Histograms are similar to stem-and-leaf displays, because each display indicates the number of data points that fall within a specific range. However, instead of showing specific values, a histogram shows this frequency information in the form of a bar graph. Histograms are useful for getting an idea of the distribution of the data set. As the figure below shows, the histogram on the left is roughly bell-shaped while the histogram on the right has two distinct peaks.

You can represent a histogram in several different ways. Originally, histograms showed the count, or number of points, that fell within a specific range. This method was difficult to use when comparing distributions of data sets having different number of observations. Therefore, statisticians now more commonly divide the histogram count values by the number of observations. This method normalizes the frequency information into fractions of the total sample size.

Lag plots are displays that pair one data point with another point that is *n* observations away. You can use lag plots to investigate time-delayed relations between data points. Lag plots are useful for analyzing data you suspect to be cyclic in nature. For example, a lag plot can relate data points that are four observations apart. Lag plots that form a loose cloud of points indicate no delay or lag relationship. Lag plots that form a line or ellipse indicate a strong delay or lag relationship. The lag plots in the following figure show two cyclic data sets.

In the previous figure, the plot on the left has a loose cloud of points that form a rough line. From this plot, you can reasonably conclude that the data sets are somewhat related over time. In the lag plot on the right, the data points form a clear oval, which indicates a strong time-delayed relationship. Once you detect lag, you can use special statistical techniques to perform further data analysis.
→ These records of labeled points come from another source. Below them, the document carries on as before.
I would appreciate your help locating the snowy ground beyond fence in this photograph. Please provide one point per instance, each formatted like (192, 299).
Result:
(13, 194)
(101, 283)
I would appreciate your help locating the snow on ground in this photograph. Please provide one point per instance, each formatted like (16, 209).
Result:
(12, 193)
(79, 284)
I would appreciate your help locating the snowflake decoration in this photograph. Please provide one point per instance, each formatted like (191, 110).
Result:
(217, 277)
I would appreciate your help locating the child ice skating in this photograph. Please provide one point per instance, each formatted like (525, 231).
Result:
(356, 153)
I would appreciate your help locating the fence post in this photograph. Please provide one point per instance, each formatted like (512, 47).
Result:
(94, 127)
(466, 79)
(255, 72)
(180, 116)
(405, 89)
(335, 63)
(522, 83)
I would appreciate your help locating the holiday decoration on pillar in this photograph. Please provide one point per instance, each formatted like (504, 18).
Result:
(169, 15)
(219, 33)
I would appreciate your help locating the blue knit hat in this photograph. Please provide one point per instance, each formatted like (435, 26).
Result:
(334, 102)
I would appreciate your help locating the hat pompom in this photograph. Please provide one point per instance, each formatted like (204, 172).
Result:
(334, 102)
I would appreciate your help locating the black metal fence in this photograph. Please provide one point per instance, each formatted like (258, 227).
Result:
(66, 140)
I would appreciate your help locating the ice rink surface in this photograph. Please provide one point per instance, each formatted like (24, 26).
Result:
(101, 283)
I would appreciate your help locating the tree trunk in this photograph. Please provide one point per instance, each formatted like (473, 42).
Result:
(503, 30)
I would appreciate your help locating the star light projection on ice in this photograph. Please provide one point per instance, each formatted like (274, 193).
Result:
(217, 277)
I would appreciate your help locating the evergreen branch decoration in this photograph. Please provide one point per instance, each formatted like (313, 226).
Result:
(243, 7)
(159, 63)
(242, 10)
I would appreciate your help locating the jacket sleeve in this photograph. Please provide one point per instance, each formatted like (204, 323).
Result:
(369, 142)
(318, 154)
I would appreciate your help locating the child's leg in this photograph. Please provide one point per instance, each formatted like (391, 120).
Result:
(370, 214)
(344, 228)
Normal probability plots compare the distribution of an observed data set to an ideal, normally-distributed data set. You can create a normal probability plot by forming an artificial data set representing normally-distributed data with the same number of points as the original data set. You then order the original data and, as with the scatter plot, pair each point from the original data set with the corresponding point in the artificial data set. You then plot the pairs. The following figure shows two normal probability plots.
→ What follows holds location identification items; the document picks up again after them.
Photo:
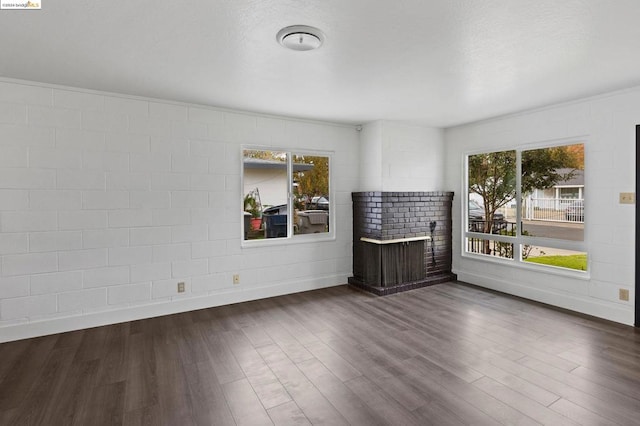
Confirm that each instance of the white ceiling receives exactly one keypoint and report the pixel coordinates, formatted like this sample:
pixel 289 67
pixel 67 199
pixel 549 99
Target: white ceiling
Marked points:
pixel 433 62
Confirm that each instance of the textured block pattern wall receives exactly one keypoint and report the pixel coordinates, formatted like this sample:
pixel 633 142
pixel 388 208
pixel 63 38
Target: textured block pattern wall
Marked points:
pixel 108 201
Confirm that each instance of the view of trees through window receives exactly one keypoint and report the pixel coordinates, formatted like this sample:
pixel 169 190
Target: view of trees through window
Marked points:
pixel 527 199
pixel 285 194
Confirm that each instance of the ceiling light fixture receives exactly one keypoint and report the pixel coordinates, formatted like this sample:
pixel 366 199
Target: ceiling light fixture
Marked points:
pixel 300 37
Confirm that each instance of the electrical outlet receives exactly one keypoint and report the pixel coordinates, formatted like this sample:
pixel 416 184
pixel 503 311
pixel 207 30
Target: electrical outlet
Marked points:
pixel 623 294
pixel 627 197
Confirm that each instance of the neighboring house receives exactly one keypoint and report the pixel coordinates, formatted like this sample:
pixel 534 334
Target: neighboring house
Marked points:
pixel 546 203
pixel 270 178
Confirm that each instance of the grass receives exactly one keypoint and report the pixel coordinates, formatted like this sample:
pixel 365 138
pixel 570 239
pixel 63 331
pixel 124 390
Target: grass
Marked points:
pixel 575 261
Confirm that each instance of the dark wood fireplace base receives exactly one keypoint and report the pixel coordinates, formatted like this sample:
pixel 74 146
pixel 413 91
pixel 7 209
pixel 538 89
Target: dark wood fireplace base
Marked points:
pixel 398 288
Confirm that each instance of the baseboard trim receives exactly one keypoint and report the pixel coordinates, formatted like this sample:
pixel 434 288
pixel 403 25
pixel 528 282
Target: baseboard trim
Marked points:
pixel 571 302
pixel 133 313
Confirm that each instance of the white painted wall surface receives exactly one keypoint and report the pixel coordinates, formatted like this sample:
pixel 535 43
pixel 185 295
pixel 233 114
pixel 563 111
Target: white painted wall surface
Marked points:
pixel 396 156
pixel 108 201
pixel 606 124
In the previous figure, the plot on the left is a line. Straight lines that follow the 45-degree diagonal indicate that the observed data set is normally distributed. The plot on the right is S-shaped, which indicates a data set that has too many points at its extreme ranges to be considered normally distributed. Plots that are concave down, as in the right plot of the previous figure, indicate data that is skewed to the upper part of the range. Conversely, plots that are concave up indicate data that is skewed to the lower part of the range.

Quantile-quantile plots are useful for determining if one data set is more skewed than another. These plots are similar to normal probability plots. However, instead of comparing the distribution of one data set to an ideally-distributed set, quantile-quantile plots compare the distribution of two sorted data sets against each other. If you have data sets of unequal size, you can interpolate the larger set based on the smaller data set to provide the necessary data pairs. The following figure shows two quantile-quantile plots.

You interpret quantile-quantile plots in the same way you interpret normal probability plots. Therefore, quantile-quantile plots that are straight and follow the 45-degree line, such as the left plot in the previous figure, indicate similar distributions in both sets. The S-shaped plot on the right in the figure above indicates that **data array 1** has fewer points at the extreme of its range than does **data array 2**.